The statement follows failed negotiations led by Graham involving moderate GOP senators, some of whom blamed both President Trump and House Speaker Nancy Pelosi (D-CA) for being unwilling to compromise with each other.
Earlier Thursday we reported that the White House is preparing legal justification to declare a national emergency, according to CNN Chief National Security Correspondent, Jim Sciutto.
Here you go: WH counsel's office is prepping legal justification for national emergency, including advising WH to ramp up talk of a humanitarian & security "crisis”. WH lawyers say the more the term is used, the more citations they will have in filing legal defense -CNN reporting— Jim Sciutto (@jimsciutto) January 10, 2019
Trump, meanwhile, told reporters that he'll "probably" declare a national emergency if the partial government shutdown drags on.
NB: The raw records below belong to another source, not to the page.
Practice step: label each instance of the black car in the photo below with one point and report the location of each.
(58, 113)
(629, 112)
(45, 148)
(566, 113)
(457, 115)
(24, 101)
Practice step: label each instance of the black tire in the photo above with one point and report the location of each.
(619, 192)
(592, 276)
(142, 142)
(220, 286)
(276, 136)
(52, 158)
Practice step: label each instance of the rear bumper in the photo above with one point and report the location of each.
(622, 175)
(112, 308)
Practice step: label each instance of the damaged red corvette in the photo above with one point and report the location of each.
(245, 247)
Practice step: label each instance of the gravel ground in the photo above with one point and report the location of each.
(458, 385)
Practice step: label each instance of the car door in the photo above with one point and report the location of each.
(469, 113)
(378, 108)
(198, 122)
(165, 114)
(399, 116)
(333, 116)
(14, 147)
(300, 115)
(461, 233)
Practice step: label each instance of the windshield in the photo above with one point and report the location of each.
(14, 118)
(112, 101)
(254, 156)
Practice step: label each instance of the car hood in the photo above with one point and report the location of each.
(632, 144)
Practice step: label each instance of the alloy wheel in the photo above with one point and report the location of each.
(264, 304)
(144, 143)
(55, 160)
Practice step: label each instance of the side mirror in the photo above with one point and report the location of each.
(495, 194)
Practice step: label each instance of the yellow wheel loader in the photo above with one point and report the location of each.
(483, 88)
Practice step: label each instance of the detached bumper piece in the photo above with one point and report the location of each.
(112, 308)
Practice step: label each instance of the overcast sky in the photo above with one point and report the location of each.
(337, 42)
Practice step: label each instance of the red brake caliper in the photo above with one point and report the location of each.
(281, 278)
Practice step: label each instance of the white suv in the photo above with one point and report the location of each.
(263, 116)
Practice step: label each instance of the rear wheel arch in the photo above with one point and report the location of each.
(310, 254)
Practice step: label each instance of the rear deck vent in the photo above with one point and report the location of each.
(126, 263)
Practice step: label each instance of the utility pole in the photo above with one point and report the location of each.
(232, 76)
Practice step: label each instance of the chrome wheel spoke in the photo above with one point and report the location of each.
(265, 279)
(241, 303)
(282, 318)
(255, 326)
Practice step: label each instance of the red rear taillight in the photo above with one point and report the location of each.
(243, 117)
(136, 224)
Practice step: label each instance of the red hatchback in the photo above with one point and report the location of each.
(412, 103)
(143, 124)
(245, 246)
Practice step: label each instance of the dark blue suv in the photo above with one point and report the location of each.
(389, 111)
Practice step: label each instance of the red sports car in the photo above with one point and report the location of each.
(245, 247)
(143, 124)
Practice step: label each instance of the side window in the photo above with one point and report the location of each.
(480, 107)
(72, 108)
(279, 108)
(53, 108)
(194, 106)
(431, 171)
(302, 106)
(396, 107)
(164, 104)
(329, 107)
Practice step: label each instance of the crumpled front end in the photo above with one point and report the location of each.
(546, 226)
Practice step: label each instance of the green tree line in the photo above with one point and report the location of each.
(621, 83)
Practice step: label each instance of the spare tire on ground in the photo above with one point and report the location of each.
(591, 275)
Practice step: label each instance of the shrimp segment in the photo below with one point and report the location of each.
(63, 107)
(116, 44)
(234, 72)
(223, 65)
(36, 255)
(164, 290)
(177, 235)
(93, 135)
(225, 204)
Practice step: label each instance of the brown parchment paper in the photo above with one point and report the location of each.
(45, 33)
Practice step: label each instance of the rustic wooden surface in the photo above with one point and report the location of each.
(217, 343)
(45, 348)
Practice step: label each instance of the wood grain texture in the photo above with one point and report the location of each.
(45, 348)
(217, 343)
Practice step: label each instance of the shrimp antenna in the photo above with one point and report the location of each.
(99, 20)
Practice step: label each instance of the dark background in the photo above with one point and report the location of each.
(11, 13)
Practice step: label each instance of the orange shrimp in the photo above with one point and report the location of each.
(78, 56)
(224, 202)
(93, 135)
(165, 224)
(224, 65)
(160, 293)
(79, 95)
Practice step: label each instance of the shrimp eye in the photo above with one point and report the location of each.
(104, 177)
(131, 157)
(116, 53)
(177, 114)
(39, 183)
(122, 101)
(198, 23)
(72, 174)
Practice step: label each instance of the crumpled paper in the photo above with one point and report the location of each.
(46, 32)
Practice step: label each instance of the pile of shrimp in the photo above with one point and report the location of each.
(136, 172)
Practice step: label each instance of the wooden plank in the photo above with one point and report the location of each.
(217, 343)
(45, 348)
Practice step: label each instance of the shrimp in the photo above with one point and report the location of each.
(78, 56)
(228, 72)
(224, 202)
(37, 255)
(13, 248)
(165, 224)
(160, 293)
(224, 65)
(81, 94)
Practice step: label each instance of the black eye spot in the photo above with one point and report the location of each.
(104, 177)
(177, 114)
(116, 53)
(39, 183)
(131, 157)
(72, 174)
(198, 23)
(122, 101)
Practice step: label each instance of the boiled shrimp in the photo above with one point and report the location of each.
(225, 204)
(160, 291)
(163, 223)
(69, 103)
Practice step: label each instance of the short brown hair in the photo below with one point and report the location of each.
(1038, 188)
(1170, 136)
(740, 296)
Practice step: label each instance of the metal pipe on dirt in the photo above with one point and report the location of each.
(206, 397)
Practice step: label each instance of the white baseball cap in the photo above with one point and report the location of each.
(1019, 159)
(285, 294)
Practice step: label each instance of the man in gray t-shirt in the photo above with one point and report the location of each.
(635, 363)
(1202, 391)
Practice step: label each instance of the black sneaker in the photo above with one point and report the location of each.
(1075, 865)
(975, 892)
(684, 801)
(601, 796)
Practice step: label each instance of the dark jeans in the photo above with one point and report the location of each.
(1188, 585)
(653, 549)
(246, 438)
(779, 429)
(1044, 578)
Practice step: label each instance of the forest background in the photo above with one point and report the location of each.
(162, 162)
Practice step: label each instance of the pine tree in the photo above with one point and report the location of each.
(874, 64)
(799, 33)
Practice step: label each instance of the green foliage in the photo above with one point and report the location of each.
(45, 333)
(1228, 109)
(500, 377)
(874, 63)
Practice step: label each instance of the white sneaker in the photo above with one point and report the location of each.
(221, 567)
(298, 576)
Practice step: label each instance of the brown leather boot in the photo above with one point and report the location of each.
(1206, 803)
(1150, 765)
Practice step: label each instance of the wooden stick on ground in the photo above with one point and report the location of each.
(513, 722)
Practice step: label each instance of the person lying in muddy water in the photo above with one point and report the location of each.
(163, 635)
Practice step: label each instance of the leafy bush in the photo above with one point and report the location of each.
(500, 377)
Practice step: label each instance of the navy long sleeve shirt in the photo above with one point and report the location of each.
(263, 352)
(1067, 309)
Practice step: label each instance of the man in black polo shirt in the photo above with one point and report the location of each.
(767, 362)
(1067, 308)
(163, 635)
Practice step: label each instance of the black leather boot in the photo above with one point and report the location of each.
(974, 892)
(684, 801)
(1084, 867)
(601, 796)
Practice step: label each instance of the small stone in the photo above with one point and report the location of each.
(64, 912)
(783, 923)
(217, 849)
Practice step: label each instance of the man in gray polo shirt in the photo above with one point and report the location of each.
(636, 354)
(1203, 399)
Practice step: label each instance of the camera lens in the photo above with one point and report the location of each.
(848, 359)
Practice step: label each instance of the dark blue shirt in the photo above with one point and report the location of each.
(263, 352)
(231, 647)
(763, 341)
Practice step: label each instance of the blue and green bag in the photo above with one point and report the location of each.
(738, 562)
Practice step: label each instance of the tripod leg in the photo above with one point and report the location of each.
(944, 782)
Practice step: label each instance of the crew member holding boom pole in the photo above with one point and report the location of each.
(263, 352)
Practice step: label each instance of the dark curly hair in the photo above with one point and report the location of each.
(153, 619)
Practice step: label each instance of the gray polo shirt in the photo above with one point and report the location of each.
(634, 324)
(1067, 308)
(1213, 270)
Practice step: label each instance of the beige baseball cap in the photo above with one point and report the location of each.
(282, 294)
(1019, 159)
Trump says he'll "probably" declare a national emergency at the U.S.-Mexico border if the partial government shutdown goes on pic.twitter.com/pH1XZVPwLs— TicToc by Bloomberg (@tictoc) January 10, 2019
If Trump moves forward with that option, Graham told reporters that Congress could try to block it using a privileged motion.
"If he goes down that route, apparently under the statute the House can take up a privileged motion [and] disapprove the declaration," said Graham. "It comes over here, Senate Democrats can insist we vote on it. And if you get a majority to disapprove it doesn’t go forward."
At which point Trump can throw his hands up and tell his base that he did everything he could.